Philip Moore and Beth Tacular were an item. And then they weren't. But now they are again. And The Clearing was made after the two got back together. Cheesy love story? Well, the album is far from it.
The album is also the product of Moore and Tacular's new perspective on their circumstance and surroundings after Tacular experienced a near death illness. Fittingly written in the open, expansive woods with minimal distraction, The Clearing is Bowerbirds clearing their slate and starting anew with fresh ideas. Not only does each track have a clear, structured storyline, the album as a whole explores various directions, venturing into many realms with interesting results.

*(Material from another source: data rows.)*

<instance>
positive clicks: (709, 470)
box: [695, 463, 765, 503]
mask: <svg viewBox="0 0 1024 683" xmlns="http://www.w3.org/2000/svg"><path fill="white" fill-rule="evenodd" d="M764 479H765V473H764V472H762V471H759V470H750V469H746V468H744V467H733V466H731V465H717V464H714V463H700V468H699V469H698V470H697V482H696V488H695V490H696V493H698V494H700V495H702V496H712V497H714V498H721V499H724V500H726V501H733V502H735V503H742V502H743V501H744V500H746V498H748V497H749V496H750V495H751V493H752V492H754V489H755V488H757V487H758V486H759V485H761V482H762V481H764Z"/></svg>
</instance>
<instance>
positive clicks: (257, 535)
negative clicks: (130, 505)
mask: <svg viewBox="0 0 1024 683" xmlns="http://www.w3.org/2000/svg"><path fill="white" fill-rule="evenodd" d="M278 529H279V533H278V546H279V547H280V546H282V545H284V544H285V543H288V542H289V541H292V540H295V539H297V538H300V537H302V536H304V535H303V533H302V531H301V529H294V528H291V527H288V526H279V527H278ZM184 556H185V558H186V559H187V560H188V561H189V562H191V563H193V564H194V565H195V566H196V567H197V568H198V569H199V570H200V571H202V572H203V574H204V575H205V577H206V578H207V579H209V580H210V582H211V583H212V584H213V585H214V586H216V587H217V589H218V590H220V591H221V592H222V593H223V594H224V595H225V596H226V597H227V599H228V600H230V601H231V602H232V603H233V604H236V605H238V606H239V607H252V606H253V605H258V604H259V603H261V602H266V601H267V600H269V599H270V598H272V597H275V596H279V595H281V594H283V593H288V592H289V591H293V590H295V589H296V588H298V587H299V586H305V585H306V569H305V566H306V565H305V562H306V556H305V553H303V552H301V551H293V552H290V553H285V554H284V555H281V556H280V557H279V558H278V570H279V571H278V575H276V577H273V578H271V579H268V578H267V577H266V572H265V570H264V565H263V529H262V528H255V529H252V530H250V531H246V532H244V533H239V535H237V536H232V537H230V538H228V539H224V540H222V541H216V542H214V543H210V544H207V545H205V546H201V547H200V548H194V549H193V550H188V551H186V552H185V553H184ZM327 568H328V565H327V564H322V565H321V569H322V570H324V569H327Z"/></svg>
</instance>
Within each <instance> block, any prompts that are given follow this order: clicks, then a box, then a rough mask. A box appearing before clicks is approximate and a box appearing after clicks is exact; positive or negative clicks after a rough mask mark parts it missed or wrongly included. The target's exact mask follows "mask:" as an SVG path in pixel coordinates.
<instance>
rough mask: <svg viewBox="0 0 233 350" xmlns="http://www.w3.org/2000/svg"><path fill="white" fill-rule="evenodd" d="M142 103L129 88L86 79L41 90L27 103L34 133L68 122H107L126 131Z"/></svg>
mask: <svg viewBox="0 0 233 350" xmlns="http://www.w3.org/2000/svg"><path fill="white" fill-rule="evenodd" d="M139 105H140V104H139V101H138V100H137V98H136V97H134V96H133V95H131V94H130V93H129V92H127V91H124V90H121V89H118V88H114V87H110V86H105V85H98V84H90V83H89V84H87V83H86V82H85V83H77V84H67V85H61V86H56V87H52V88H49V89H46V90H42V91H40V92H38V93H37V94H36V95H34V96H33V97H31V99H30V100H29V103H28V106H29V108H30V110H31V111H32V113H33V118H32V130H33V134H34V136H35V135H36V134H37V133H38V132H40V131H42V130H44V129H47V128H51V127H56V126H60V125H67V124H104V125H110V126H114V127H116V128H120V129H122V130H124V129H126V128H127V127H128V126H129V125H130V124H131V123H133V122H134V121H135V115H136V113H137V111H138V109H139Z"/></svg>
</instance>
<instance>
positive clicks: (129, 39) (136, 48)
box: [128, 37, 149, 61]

"Tuck the Darkness In" is a warm welcome opening track. Swells of harmonies build up to an already established chorus with lush orchestral sound. The track also hints at what awaits in the rest of the album: multi-layered tracks that unfold from a small bud to a complex creature in several stages. "In the Yard" and "Stitch the Hem" both notably pull this off with the incorporation of well-layered orchestral leads and motifs.
However, it's the the climactic peak of the album, "This Year," that epitomizes The Clearing. With a slow crescendo, Moore's vocals float over a simple, lonesome guitar that starts out with an ambiguous tonality of a seemingly minor key. "Just come down from a high fever," Moore sings, alluding to hurdles in his real life. A hollow, rich drum provides a firm foundation for the instrumental layering that follows, cutting out to a short break almost devoid of time before hitting again with full force to usher in an all-mighty chorus. Yet, the track ends again on Moore's sole voice, now over a driving piano progression with an established key signature in a major key.
Another standout, "Hush," exhibits another great feature of The Clearing: simply well-composed delivered on an array of instruments that complement each other beautifully. Tacular heads the vocals on this one, providing a choir of warm harmonies. A wonderfully playful guitar solo dances over an off-kilter beat before Tacular's chorus takes over in a skip-happy (slightly hobbling step with the offbeat time signature), driving race to the finish.
But the stars of the album might be the simpler letters of endearment, heavily influenced by Moore and Tacular's rekindled relationship. Moore sings "Yes, we had some scrapes / but now it's right" in "Overcome with Light" and in the even more sparse album closer "Now We Hurry On," he sings, "We thought we had forever / and now we hurry on. / And what we miss, we miss / And what we see is what we get," referring to the couples' new outlook after a traumatic experience. The latter ends on a tinkering of piano blips that resembles a minimalist sparkling of a reflection of the rest of the album. Contrasting the richer orchestral swells earlier on, the track brings everything full circle back to the simple guitar strums of the opening track to conclude Bowerbirds' third LP on a note of closure.